Все попытки Беллы объяснить родителям, что она ничего особенного не делает, были неоспоримым доказательством ее таланта.
Пару раз сегодня Белла напевала. Летом после болезни ее почти не слышали. В июне все сосредоточилось только на одном. В декабре вдруг переключилось на другое. Удивительная непоследовательность. Неужели это признак того, что ее способности возвращаются? Будет ли она когда-нибудь так же блистать в опере, как в театре? Хотелось бы знать, окажется ли успешным ее грядущий брак с Кристофером. Под его беззаботным и беспечным поведением скрывается несгибаемая решимость, не меньшая, чем целеустремленность Беллы.
Глядя на нее, Росс не имел понятия, будет ли она снова петь в опере. Просто так, ради удовольствия, само собой, в образе персонажа тоже споет какую-нибудь милую песенку в терпимом диапазоне, но сила и устойчивость верхних нот навсегда исчезла. Не знал он также, как не знала и она, что Белле вскоре суждено стать известнейшей английской актрисой на пару поколений. После «Отелло» последует непрерывная череда успеха: «Деревенская жена», «Венецианский купец», «Любовь за любовь», «Прямодушный», «Двенадцатая ночь». Картины и гравюры с ее лицом будут продаваться в лавках, и все в Лондоне станут ее узнавать. Она прославится, ей будут восхищаться богатые и известные люди: Веллингтон, Палмерстон, Хэзлитт, Кольридж, Саути, Вордсворт.
Пока что она ничего об этом не знала. Ей снилось, что профессор Фредерикс и мадам Лотти Шнайдер угощают ее какао и убеждают, что музыкальное переложение «Ромео и Джульетты» прекрасно подойдет для ее нового голоса.
— Это совершенно иное переложение, — говорил профессор Фредерикс, его шейный платок, как всегда, съехал набок. — Только когда Ромео умирает, Джульетта должна взять высокую «до», которую подхватит флейта! Никто не заметит.
— Но, — возражала Белла, — я играю Ромео и не могу петь баритоном!
Она очнулась от резкого толчка и с облегчением обнаружила в карете родителей. Она всего лишь оказалась в плену кошмара.

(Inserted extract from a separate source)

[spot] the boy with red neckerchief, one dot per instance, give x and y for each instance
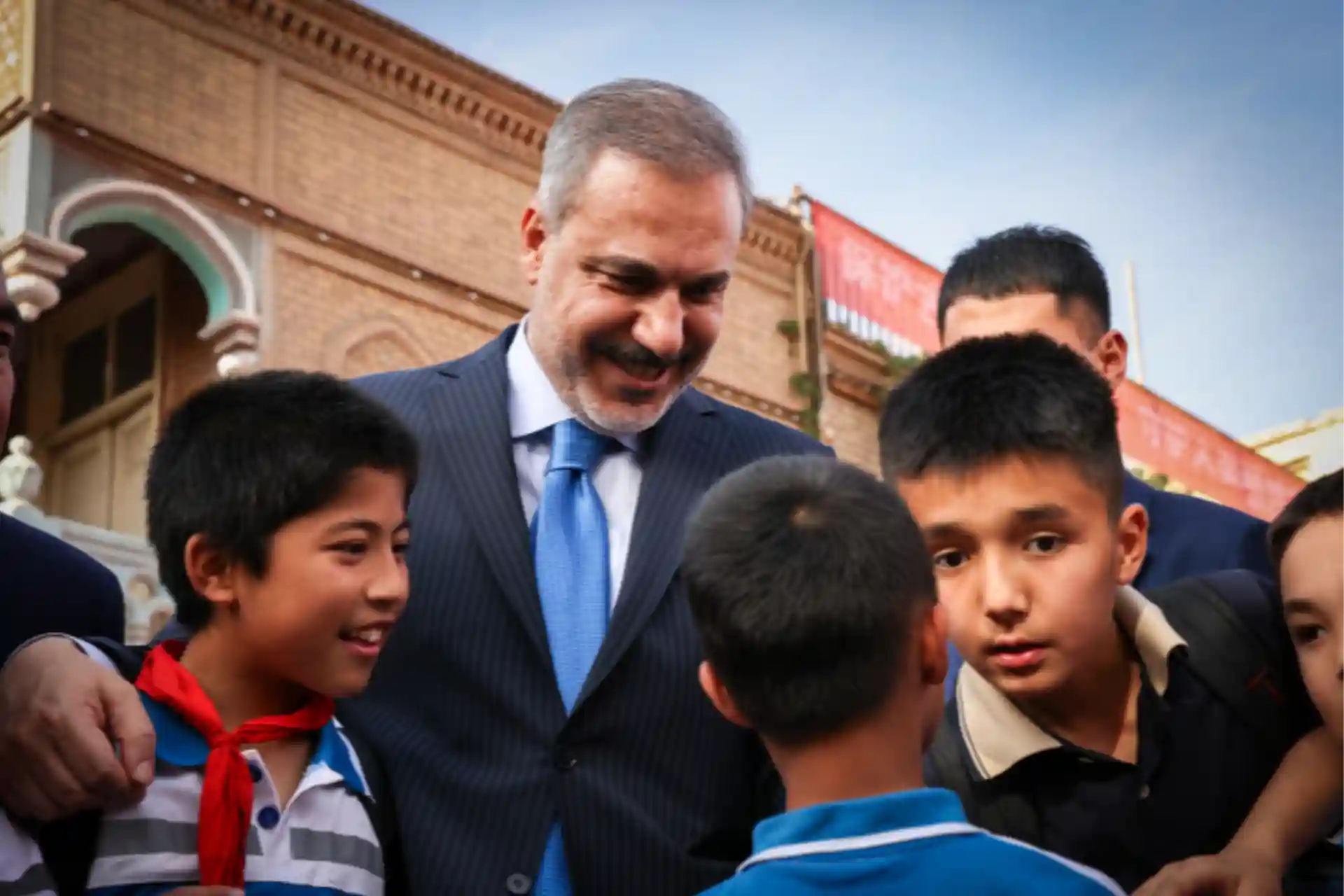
(277, 507)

Мать спала, отец перебирал книжные страницы, но не особо вчитывался.
— Папа, — позвала она хрипло.
Росс поднял на нее взгляд и улыбнулся; озабоченно глянул на спящую жену.
— Как думаешь, мы разбудим маму, если поговорим?
— Вряд ли.
— Как заживают твои травмы после пожара? Знаю, ты о них не упоминаешь.
— Почти зажили.
— На лбу у тебя сильный кровоподтек.
— Почти не видно. Через неделю совсем пройдет.
— А ожог на ступне?
— Кажется, лучше, несмотря на то, что я много хожу. Тоже через неделю пройдет.
— И все?
Она внимательно на него посмотрела.
— И все.
Росс не стал упоминать периодическое головокружение.
Она откинулась назад.
— Должно быть, это было ужасно. Расскажи подробнее, как погиб Валентин.

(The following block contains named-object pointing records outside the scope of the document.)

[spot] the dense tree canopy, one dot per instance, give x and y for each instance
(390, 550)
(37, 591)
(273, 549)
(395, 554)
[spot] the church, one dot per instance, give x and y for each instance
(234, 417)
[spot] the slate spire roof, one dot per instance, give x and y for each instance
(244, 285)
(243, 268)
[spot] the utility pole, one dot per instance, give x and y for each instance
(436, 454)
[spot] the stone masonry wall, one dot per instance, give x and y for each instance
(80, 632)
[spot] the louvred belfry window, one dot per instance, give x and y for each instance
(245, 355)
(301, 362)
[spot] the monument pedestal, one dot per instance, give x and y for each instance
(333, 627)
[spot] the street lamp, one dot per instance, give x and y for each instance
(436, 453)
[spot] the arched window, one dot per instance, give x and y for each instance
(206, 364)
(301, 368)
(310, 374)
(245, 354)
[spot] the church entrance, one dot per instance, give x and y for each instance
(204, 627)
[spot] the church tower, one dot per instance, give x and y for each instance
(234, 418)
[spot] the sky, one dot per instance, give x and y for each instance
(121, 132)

Он рассказал, как именно это произошло, однако не стал упоминать галлюцинацию. Белла задала несколько вопросов, но, к облегчению Росса, тему происхождения Валентина не затронула. Он понадеялся, что Белла в силу возраста не слышала эти сплетни.
— А что сэр Джордж? — спросила она, немного помолчав.
Росс рассказал.
— Когда мне было лет десять, я всегда его очень боялась, боялась одного его имени и вашей ужасной вражды. Всегда опасалась, что вы затеете драку или что однажды устроите дуэль — уйдете куда-нибудь, возможно, в горы, и только один из вас вернется оттуда живым. Я представляла вас обоих, размахивающих саблями или с дымящимися пистолетами в руках. Это вселяло в меня ужас, и я привыкла волноваться.
Росс задумался на мгновение.
— Да, вероятно, это стало бы самым прямолинейным выходом из ситуации. Но разве тебе не приходило в голову, что это несправедливо по отношению к сэру Джорджу? Ведь я стреляю гораздо лучше!
— Да, но... Ведь никогда не знаешь наверняка... Нога может поскользнуться на камне...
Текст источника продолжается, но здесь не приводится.